Setting aside the twelve-years-thing, Ms Jeffries has written a very convincing relationship between two people whose emotional baggage continually trips them up in their dealings with each other. Dom is used to doing things his own way and playing his cards close to his chest – even with his own family, whom he loves and wants to protect at all costs. But he has to learn that trust is an important part of any relationship and that he needs to open up a little and let people in. Jane needs to learn that Dom is not a carbon copy of her father – a man whose emotional cruelty towards her mother and desire to control Jane’s every action, even from beyond the grave, means that she often shoots first and asks questions later because she sees Dom’s attempts to protect her as controlling.

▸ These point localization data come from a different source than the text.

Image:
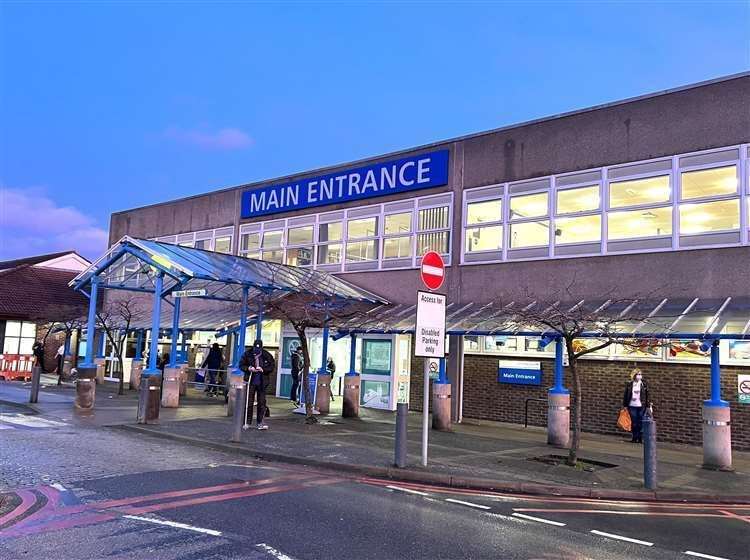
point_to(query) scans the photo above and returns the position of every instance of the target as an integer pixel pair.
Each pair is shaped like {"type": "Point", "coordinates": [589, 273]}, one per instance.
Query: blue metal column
{"type": "Point", "coordinates": [175, 332]}
{"type": "Point", "coordinates": [139, 345]}
{"type": "Point", "coordinates": [353, 356]}
{"type": "Point", "coordinates": [715, 378]}
{"type": "Point", "coordinates": [91, 325]}
{"type": "Point", "coordinates": [558, 389]}
{"type": "Point", "coordinates": [155, 320]}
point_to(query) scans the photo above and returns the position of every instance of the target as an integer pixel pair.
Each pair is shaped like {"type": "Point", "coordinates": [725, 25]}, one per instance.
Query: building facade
{"type": "Point", "coordinates": [647, 195]}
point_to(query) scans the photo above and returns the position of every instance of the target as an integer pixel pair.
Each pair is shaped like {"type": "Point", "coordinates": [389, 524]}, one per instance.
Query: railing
{"type": "Point", "coordinates": [526, 409]}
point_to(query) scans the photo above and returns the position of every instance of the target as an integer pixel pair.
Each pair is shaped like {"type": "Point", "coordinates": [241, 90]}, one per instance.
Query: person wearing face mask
{"type": "Point", "coordinates": [636, 399]}
{"type": "Point", "coordinates": [257, 364]}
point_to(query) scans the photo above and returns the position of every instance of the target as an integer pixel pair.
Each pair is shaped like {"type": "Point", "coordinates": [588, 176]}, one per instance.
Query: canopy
{"type": "Point", "coordinates": [694, 318]}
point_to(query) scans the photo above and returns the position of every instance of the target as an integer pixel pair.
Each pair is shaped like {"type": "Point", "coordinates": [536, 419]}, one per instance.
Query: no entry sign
{"type": "Point", "coordinates": [433, 270]}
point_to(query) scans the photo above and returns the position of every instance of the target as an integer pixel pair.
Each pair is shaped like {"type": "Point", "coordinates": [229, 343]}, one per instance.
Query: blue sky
{"type": "Point", "coordinates": [110, 105]}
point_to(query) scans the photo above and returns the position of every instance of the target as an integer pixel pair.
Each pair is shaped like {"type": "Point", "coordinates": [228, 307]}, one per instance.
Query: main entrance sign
{"type": "Point", "coordinates": [390, 177]}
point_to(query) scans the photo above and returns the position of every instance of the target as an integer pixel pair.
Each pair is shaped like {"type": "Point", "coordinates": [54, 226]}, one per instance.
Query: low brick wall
{"type": "Point", "coordinates": [677, 392]}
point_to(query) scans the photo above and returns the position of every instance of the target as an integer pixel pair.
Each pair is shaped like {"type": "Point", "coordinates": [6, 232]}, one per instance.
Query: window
{"type": "Point", "coordinates": [434, 230]}
{"type": "Point", "coordinates": [584, 199]}
{"type": "Point", "coordinates": [528, 206]}
{"type": "Point", "coordinates": [653, 190]}
{"type": "Point", "coordinates": [529, 234]}
{"type": "Point", "coordinates": [708, 217]}
{"type": "Point", "coordinates": [19, 337]}
{"type": "Point", "coordinates": [581, 229]}
{"type": "Point", "coordinates": [648, 222]}
{"type": "Point", "coordinates": [709, 182]}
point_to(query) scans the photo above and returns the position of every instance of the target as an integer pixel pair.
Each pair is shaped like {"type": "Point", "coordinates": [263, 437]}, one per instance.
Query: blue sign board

It’s not untrue to say that Dom is a control freak, but given his background, it’s not surprising. He’d been brought up to the life of a gentleman and had aspirations to study the law, but after being cast off by George, had to make his own way in the world from scratch. Along the way, he had to do some things he’s not proud of which have affected him profoundly, and which, being the sort of man he is, he believes are faults in him and failures that could cause his loved ones to feel differently about him – which is why he hides so much of himself from them.
Jane and Dom’s individual hang-ups mean that conflict is never far away, but the last third of the story, in which they both come to see exactly what makes the other person tick, is well done, and shows character growth. I did sometimes think that there was a little too much navel-gazing, though – I understood the first time that Jane’s father was tyrannical and domineering which accounted for her frequent over-reaction to what she perceived as Dom’s controlling tendencies – and didn’t need it explained repeatedly.
Dom, perhaps by virtue of the fact that the reader has known him for four books, is the more well-rounded character of the two, and the one to whom I was more strongly drawn. He’s a noble, honourable and sexy hero, and the sparks between him and Jane literally fly off the page.
If the Viscount Falls is one of the stronger books in this series, and I enjoyed this final outing with The Duke’s Men. If you’ve been following the series, you won’t want to miss out on Dom’s story.